Here's a bit more of the interview. If spending cuts are so important to Republicans, Blitzer asks, why did the government get larger under Bush?:
BLITZER: ...the national debt doubled during the eight years of the Bush administration...
DANIELS: Well, nobody is happy about that. ...
BLITZER: But the government turned out to be during those eight years a lot bigger than it was when he started?
DANIELS: It did and you know, we don't have to agree with that to agree --
BLITZER: Who was to blame for that? Because Republicans have been saying forever, the government has to be smaller. The national debt - there's going to be balanced budgets, but during the eight years of the Republican administration and you work for the president. It got bigger the government and the debt doubled.
DANIELS: I think there is plenty of blame to go around and we can spend the next couple of years trying to apportion it and assign it between Republicans and Democrats and the economy, which two bubbles popped and led to a plunge in revenues, but --
BLITZER: For six of those eight years, the Republicans had the majority of the House and Senate as well.
DANIELS: Yes, some of my biggest fights were the members of our own party. ... So I will just say that the choices that were made in those years were not all accurate, not all good ones...
It doesn't take a couple of years to "apportion" blame, we already know the answer. The increase in the deficit was caused mainly by the conscious choices of Republicans -- choices made, in part, under the false mantra that the Bush tax cuts would pay for themselves. They didn't. Not even close. The tax cuts caused the deficit to grow substantially, and there is little evidence that the cuts stimulated new economic activity.
This is probably a good time to repeat this:
Just two policies dating from the Bush Administration — tax cuts and the wars in Iraq and Afghanistan — accounted for over $500 billion of the deficit in 2009 and will account for almost $7 trillion in deficits in 2009 through 2019, including the associated debt-service costs. (The prescription drug benefit enacted in 2003 accounts for further substantial increases in deficits and debt, which we are unable to quantify due to data limitations.) These impacts easily dwarf the stimulus and financial rescues.
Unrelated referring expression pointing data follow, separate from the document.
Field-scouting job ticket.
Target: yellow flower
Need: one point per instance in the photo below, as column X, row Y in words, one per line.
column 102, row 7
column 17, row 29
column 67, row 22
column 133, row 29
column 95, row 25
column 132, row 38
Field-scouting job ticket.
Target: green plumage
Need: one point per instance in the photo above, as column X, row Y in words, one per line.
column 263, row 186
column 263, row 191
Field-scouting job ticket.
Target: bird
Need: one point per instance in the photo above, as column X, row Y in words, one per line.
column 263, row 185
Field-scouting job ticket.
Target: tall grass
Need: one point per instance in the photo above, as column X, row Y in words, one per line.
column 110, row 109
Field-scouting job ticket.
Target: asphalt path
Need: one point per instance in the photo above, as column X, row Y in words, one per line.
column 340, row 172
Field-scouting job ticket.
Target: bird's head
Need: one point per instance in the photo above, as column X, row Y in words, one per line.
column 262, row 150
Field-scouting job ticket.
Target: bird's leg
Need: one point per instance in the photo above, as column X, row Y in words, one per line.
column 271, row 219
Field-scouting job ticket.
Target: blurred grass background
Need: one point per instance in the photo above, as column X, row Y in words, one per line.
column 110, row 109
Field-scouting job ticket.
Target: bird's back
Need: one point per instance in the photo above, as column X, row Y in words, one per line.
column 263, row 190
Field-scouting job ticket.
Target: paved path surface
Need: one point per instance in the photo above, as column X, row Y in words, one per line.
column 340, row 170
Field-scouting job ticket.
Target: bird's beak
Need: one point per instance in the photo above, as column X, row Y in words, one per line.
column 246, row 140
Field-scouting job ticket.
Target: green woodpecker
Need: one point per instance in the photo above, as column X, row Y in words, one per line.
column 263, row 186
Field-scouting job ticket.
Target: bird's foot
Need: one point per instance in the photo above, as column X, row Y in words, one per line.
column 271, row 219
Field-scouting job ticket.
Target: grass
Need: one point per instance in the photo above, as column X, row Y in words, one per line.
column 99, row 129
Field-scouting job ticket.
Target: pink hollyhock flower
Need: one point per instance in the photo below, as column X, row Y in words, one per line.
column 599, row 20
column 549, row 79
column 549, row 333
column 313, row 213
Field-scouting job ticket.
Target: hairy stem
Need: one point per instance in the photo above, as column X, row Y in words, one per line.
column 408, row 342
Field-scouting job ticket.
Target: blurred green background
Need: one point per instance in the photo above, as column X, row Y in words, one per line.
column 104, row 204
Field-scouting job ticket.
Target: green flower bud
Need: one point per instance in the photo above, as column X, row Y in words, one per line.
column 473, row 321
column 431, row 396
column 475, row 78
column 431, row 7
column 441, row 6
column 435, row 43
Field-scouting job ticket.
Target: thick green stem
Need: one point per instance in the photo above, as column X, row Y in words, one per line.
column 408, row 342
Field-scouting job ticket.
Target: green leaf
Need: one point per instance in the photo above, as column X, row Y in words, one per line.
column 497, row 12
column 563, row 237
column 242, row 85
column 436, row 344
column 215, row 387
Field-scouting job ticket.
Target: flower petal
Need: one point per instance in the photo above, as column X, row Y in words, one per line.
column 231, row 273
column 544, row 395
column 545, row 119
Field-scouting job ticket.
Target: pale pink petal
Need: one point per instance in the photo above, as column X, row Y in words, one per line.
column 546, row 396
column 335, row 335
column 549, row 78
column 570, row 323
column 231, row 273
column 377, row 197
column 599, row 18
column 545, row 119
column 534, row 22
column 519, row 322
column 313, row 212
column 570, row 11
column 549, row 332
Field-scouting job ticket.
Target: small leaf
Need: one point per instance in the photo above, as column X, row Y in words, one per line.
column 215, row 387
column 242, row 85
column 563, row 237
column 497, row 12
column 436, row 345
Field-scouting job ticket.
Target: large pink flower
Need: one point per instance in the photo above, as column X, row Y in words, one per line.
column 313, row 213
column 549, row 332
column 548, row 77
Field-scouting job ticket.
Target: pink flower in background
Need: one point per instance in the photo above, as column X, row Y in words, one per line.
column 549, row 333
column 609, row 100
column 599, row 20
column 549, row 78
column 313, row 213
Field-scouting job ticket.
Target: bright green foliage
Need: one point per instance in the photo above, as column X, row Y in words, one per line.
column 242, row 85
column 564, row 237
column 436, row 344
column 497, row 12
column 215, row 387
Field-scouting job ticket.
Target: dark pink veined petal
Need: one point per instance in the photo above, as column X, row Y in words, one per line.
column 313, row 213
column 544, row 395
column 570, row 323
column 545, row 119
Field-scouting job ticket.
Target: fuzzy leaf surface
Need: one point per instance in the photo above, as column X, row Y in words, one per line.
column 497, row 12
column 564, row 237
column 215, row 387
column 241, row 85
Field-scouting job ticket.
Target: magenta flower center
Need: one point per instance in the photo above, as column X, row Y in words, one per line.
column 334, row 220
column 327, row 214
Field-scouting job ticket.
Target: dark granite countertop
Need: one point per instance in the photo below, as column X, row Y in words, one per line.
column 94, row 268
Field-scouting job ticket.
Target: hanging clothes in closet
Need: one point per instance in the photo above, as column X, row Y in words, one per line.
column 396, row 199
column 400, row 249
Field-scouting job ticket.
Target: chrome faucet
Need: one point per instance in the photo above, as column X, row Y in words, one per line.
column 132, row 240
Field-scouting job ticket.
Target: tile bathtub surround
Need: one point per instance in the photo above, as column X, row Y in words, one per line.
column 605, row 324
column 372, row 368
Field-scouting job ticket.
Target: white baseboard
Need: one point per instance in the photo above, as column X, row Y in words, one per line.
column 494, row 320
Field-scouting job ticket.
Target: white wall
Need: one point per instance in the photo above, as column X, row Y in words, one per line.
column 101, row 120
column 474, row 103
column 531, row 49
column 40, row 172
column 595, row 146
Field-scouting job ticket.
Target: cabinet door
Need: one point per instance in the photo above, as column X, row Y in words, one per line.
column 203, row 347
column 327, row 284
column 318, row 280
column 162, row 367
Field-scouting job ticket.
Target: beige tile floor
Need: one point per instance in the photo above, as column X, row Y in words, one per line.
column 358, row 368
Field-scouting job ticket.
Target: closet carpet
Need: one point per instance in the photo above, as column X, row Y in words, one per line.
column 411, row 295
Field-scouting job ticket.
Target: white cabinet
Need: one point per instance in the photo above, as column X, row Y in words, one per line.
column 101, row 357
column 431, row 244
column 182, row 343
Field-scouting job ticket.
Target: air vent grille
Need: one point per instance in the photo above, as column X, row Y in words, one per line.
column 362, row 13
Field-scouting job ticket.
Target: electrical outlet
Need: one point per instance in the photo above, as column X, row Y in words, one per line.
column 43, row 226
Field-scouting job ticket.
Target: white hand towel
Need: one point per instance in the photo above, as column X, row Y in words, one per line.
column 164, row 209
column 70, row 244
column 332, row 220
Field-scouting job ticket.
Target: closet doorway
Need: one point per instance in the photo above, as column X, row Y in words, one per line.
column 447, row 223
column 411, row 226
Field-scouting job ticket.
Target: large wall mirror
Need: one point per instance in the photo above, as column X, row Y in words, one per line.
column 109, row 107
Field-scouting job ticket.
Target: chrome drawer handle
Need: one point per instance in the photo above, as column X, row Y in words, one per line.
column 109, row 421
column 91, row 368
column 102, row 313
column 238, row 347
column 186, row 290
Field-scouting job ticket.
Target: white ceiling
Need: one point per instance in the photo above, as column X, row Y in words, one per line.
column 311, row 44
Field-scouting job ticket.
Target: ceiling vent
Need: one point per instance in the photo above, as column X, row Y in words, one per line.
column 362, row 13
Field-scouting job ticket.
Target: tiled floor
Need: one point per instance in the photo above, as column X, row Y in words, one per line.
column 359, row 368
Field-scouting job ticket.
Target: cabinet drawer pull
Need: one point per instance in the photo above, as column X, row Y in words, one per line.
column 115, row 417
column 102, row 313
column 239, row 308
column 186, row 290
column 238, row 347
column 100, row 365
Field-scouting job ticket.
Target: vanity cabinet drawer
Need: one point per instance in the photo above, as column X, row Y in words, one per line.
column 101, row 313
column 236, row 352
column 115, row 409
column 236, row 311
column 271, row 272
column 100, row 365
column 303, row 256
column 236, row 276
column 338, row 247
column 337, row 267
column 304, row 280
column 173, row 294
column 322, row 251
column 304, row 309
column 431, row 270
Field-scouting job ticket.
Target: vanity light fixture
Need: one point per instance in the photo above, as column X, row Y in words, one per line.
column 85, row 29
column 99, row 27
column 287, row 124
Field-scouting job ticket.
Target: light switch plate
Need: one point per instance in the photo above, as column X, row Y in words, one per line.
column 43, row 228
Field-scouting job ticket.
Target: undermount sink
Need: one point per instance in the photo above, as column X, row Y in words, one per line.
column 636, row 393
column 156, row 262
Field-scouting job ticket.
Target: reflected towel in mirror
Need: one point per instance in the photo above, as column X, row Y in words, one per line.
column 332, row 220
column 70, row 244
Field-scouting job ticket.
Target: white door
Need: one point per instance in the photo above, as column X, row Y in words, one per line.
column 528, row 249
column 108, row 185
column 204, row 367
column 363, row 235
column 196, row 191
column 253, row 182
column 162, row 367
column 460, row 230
Furthermore, unlike those temporary costs, these inherited policies (especially the tax cuts and the drug benefit) do not fade away as the economy recovers (see Figure 1).
Without the economic downturn and the fiscal policies of the previous Administration, the budget would be roughly in balance over the next decade. That would have put the nation on a much sounder footing...
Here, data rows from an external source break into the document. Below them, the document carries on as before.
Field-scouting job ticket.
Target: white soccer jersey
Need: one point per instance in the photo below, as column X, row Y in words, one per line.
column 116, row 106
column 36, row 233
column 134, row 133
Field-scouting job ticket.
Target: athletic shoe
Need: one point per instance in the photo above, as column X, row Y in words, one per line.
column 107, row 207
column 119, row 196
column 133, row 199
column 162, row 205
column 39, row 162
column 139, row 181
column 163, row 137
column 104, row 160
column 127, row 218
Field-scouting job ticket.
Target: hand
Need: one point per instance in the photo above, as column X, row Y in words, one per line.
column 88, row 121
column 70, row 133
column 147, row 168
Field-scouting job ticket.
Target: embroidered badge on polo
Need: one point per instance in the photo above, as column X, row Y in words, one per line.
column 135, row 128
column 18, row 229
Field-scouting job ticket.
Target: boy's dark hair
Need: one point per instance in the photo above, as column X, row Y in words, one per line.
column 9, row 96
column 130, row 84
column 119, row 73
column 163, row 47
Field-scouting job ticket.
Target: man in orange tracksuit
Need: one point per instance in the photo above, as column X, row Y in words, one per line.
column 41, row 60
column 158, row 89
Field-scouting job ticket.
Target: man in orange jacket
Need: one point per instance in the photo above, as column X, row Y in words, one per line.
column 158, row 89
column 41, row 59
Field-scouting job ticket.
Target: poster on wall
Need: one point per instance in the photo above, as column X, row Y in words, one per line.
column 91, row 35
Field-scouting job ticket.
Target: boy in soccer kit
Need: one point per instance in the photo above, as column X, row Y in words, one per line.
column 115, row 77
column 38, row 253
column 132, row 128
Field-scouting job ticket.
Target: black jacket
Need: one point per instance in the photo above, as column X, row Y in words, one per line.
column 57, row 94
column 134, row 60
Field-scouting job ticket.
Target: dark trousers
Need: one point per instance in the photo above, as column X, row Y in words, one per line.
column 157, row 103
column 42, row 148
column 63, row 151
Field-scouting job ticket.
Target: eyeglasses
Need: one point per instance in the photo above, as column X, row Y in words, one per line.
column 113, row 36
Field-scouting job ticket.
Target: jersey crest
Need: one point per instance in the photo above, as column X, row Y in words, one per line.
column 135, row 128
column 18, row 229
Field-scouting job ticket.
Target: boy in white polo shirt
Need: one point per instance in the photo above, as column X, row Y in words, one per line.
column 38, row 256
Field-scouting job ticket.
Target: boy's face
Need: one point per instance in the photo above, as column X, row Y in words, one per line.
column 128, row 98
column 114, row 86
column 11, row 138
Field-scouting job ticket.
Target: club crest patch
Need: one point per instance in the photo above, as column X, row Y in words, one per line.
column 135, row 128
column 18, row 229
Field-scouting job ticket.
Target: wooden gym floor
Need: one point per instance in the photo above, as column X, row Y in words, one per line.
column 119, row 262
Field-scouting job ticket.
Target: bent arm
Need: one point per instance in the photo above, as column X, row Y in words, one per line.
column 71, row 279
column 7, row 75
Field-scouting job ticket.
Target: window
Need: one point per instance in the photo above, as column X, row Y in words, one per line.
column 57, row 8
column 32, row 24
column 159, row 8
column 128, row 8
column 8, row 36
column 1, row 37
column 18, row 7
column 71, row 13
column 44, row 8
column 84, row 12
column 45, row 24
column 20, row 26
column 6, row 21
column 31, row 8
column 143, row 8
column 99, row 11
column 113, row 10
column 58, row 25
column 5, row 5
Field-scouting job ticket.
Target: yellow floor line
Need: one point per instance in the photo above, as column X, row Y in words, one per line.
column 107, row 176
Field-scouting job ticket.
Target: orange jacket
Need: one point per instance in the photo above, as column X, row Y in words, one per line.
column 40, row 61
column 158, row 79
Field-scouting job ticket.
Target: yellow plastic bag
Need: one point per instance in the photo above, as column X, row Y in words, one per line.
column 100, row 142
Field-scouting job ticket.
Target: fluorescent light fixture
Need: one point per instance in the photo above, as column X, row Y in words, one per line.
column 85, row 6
Again, despite the protests that it was the recession that caused the deficits under Bush, and that policy had nothing to do with it, even today most of the problem can be traced to the policies of the Bush administration -- policies that were enabled in large part through the fraud about tax cuts paying for themselves.
That people are still willing to believe that Republicans are tougher on the deficit than Democrats and that our current problems are largely due to the choices of this administration may be a tribute to the GOP's ability to control and influence the media (or perhaps the converse, the lack of ability of Democrats to do the same), but it has little connection with the truth.